Re: [PATCH v6 2/2] sched: update the rq->avg_idle when a task is moved to an idle CPU
From: Dietmar Eggemann
Date: Thu Dec 11 2025 - 11:15:50 EST
On 09.12.25 10:45, Huang Shijie wrote:
> In the newidle balance, the rq->idle_stamp may set to a non-zero value
> if it cannot pull any task.
>
> In the wakeup, it will detect the rq->idle_stamp, and updates
> the rq->avg_idle, then ends the CPU idle status by setting rq->idle_stamp
> to zero.
>
> Besides the wakeup, current code does not end the CPU idle status
> when a task is moved to the idle CPU, such as fork/clone, execve,
> or other cases. In order to get more accurate rq->avg_idle,
> we need to update it at more places(not only the wakeup).
>
> This patch introduces a helper: update_rq_avg_idle().
> And uses it in enqueue_task(), so it will update the rq->avg_idle
> when a task is moved to an idle CPU at:
> -- wakeup
> -- fork/clone
> -- execve
> -- idle balance
> -- other cases
[...]
In v2 you moved update_rq_avg_idle() (1) from activate_task() (2) to
enqueue_task() to possibly handle delayed tasks.
In v3 you figured there can't be any delayed task on a CPU when it sets
rq->idle_stamp in sched_balance_newidle()
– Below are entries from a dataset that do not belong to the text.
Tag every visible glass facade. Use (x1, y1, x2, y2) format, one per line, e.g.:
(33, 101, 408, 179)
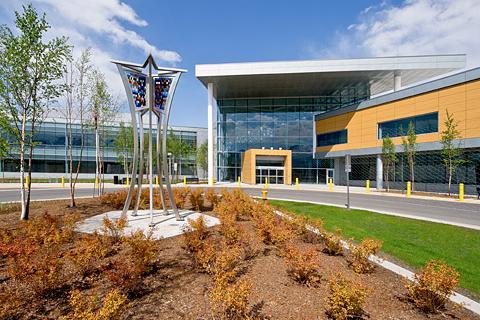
(1, 121, 201, 176)
(316, 129, 348, 147)
(217, 84, 369, 183)
(378, 112, 438, 139)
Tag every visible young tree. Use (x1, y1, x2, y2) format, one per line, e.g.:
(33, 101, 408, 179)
(62, 48, 93, 207)
(114, 122, 134, 179)
(196, 141, 208, 179)
(166, 130, 193, 181)
(88, 69, 116, 196)
(402, 121, 417, 192)
(0, 4, 70, 220)
(441, 110, 464, 195)
(382, 137, 397, 191)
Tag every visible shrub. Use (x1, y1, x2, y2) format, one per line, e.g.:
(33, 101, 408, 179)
(70, 232, 111, 277)
(102, 216, 127, 244)
(210, 246, 251, 319)
(172, 186, 190, 209)
(406, 260, 459, 313)
(210, 278, 252, 320)
(123, 230, 159, 274)
(204, 188, 220, 209)
(326, 274, 368, 320)
(322, 229, 344, 256)
(251, 202, 294, 245)
(182, 215, 209, 254)
(348, 238, 383, 274)
(62, 289, 127, 320)
(189, 188, 204, 211)
(283, 244, 321, 286)
(194, 237, 217, 274)
(220, 213, 244, 247)
(107, 259, 144, 295)
(0, 285, 22, 319)
(22, 212, 76, 247)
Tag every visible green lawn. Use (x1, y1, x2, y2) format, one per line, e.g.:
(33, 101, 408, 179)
(270, 199, 480, 295)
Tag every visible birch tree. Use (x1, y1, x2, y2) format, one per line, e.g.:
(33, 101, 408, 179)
(441, 110, 464, 195)
(0, 4, 70, 219)
(62, 48, 92, 207)
(402, 121, 417, 192)
(382, 137, 397, 191)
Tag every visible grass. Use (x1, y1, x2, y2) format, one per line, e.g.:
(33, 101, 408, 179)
(269, 199, 480, 295)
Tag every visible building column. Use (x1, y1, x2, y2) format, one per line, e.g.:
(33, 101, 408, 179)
(394, 71, 401, 91)
(207, 83, 214, 186)
(376, 154, 383, 190)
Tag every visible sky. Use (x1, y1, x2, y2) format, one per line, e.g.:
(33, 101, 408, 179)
(1, 0, 479, 128)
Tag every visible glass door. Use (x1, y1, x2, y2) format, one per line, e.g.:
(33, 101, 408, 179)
(326, 169, 334, 185)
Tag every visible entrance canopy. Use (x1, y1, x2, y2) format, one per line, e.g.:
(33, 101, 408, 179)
(241, 149, 292, 185)
(196, 55, 465, 99)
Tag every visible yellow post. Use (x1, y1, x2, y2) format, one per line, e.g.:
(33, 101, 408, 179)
(183, 176, 186, 186)
(61, 176, 65, 188)
(155, 175, 159, 186)
(329, 178, 333, 191)
(459, 183, 464, 202)
(366, 179, 370, 193)
(126, 176, 130, 186)
(211, 176, 214, 185)
(25, 175, 29, 186)
(95, 176, 98, 188)
(407, 181, 411, 197)
(262, 188, 268, 201)
(295, 177, 299, 190)
(238, 176, 241, 188)
(265, 176, 268, 189)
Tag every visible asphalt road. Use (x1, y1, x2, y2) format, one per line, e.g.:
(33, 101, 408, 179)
(0, 186, 123, 202)
(218, 187, 480, 230)
(0, 185, 478, 230)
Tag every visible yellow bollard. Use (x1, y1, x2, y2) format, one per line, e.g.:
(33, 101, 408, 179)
(25, 175, 29, 186)
(238, 176, 241, 188)
(459, 183, 464, 202)
(295, 177, 299, 190)
(95, 176, 99, 188)
(184, 176, 186, 186)
(262, 188, 268, 201)
(407, 181, 411, 197)
(265, 177, 268, 189)
(126, 176, 130, 186)
(329, 178, 333, 191)
(155, 175, 159, 186)
(61, 176, 65, 188)
(211, 176, 214, 185)
(366, 179, 370, 193)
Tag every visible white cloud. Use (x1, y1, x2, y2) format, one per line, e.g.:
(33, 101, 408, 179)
(310, 0, 480, 68)
(0, 0, 182, 105)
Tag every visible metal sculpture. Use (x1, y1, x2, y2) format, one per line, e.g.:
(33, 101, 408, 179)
(112, 54, 186, 224)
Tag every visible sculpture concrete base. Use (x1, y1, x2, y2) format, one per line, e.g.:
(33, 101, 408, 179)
(76, 209, 220, 240)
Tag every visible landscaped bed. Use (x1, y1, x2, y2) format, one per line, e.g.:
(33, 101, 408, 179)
(0, 189, 478, 319)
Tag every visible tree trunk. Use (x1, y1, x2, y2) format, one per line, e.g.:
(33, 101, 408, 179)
(448, 162, 453, 196)
(19, 113, 27, 220)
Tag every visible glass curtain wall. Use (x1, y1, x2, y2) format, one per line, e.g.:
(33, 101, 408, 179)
(217, 85, 369, 183)
(2, 121, 199, 176)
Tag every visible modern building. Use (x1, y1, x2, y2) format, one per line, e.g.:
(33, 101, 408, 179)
(0, 113, 207, 180)
(196, 54, 480, 193)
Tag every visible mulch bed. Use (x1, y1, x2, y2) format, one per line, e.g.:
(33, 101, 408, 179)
(0, 196, 479, 319)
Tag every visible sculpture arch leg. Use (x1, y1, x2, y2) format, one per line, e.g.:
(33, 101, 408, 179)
(134, 113, 145, 216)
(162, 108, 181, 220)
(156, 116, 168, 214)
(121, 100, 139, 218)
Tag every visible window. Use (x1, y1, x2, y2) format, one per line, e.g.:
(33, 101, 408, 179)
(378, 112, 438, 139)
(316, 129, 347, 147)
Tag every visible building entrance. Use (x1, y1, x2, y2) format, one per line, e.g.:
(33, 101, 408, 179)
(256, 166, 284, 184)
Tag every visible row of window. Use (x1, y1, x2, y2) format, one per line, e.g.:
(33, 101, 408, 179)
(316, 112, 439, 147)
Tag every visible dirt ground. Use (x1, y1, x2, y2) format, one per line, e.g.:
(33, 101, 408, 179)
(0, 196, 479, 319)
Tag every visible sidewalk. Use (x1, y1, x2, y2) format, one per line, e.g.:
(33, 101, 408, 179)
(185, 181, 480, 205)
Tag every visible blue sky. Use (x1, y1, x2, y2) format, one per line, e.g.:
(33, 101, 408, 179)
(1, 0, 479, 128)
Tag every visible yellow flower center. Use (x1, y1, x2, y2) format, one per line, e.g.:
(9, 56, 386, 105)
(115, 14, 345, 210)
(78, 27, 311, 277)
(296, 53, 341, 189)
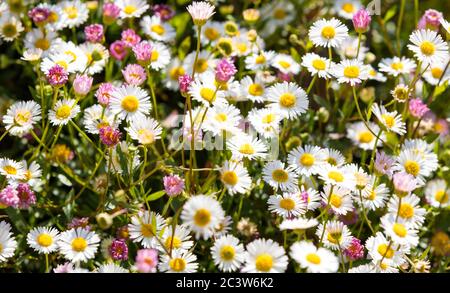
(343, 66, 360, 78)
(272, 169, 289, 183)
(391, 62, 404, 71)
(151, 24, 165, 36)
(14, 110, 31, 126)
(55, 105, 72, 119)
(200, 88, 215, 103)
(255, 253, 273, 272)
(368, 190, 376, 200)
(327, 232, 341, 244)
(56, 60, 69, 70)
(239, 143, 255, 155)
(255, 54, 266, 64)
(381, 114, 395, 128)
(140, 223, 156, 237)
(220, 245, 236, 261)
(342, 3, 355, 13)
(151, 50, 159, 62)
(279, 198, 295, 210)
(121, 95, 139, 112)
(273, 8, 286, 20)
(312, 59, 326, 70)
(3, 165, 16, 175)
(420, 41, 435, 56)
(328, 171, 344, 182)
(204, 27, 220, 41)
(330, 193, 342, 208)
(137, 129, 155, 145)
(164, 236, 182, 249)
(300, 153, 315, 167)
(431, 68, 443, 79)
(399, 203, 414, 219)
(37, 233, 53, 247)
(404, 160, 420, 176)
(169, 66, 185, 80)
(393, 223, 407, 238)
(222, 171, 238, 186)
(64, 6, 78, 19)
(0, 243, 2, 253)
(262, 114, 275, 124)
(194, 208, 211, 227)
(321, 26, 336, 39)
(279, 93, 296, 108)
(435, 190, 449, 204)
(237, 43, 248, 54)
(169, 258, 186, 272)
(64, 50, 77, 62)
(278, 60, 291, 69)
(215, 113, 228, 122)
(195, 58, 208, 73)
(248, 83, 264, 96)
(71, 237, 87, 252)
(34, 38, 50, 51)
(2, 24, 17, 38)
(306, 253, 321, 264)
(358, 131, 373, 143)
(123, 5, 137, 15)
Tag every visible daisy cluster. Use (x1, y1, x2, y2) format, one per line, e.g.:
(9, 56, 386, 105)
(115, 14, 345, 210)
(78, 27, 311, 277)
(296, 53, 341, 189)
(0, 0, 449, 273)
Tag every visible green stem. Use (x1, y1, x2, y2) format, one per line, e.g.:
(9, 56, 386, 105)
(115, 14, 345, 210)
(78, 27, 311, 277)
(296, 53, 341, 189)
(306, 75, 317, 95)
(396, 0, 405, 55)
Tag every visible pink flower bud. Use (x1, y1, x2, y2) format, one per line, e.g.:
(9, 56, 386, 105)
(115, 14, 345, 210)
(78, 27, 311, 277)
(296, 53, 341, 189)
(132, 41, 153, 65)
(103, 2, 120, 25)
(110, 40, 128, 61)
(84, 24, 104, 43)
(46, 64, 68, 87)
(352, 8, 371, 34)
(418, 9, 443, 31)
(178, 74, 193, 95)
(215, 58, 237, 83)
(409, 98, 430, 119)
(73, 74, 93, 97)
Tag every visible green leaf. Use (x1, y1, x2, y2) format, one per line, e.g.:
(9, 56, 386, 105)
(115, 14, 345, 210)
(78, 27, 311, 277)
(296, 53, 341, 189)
(116, 146, 129, 179)
(178, 36, 191, 60)
(171, 12, 191, 39)
(146, 190, 166, 201)
(420, 246, 431, 260)
(433, 80, 448, 98)
(384, 5, 397, 23)
(290, 47, 301, 63)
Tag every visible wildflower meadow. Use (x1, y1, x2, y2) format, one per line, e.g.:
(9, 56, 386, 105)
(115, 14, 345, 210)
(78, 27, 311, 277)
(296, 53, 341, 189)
(0, 0, 449, 274)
So you could move (1) back to (2) avoiding the 'if rq->idle_stamp' for
the sched_change pattern for instance?
I tried to understand whether this patch could help with one issue we
currently have with 'DCPerf Mediawiki' benchmark where on 2 comparable
servers, one has a 10% lower CPU utilization and I traced it down to
significantly different behaviour in sched_balance_newidle() and further
down to:
if (!get_rd_overloaded(this_rq->rd) || this_rq->avg_idle <
sd->max_newidle_lb_cost)
where the one with the lower CPU utilization bails out way less often
(because this_rq->avg_idle is very high, system is overloaded). But I
failed so far. Anyway, we'll use this patch for another test run right now.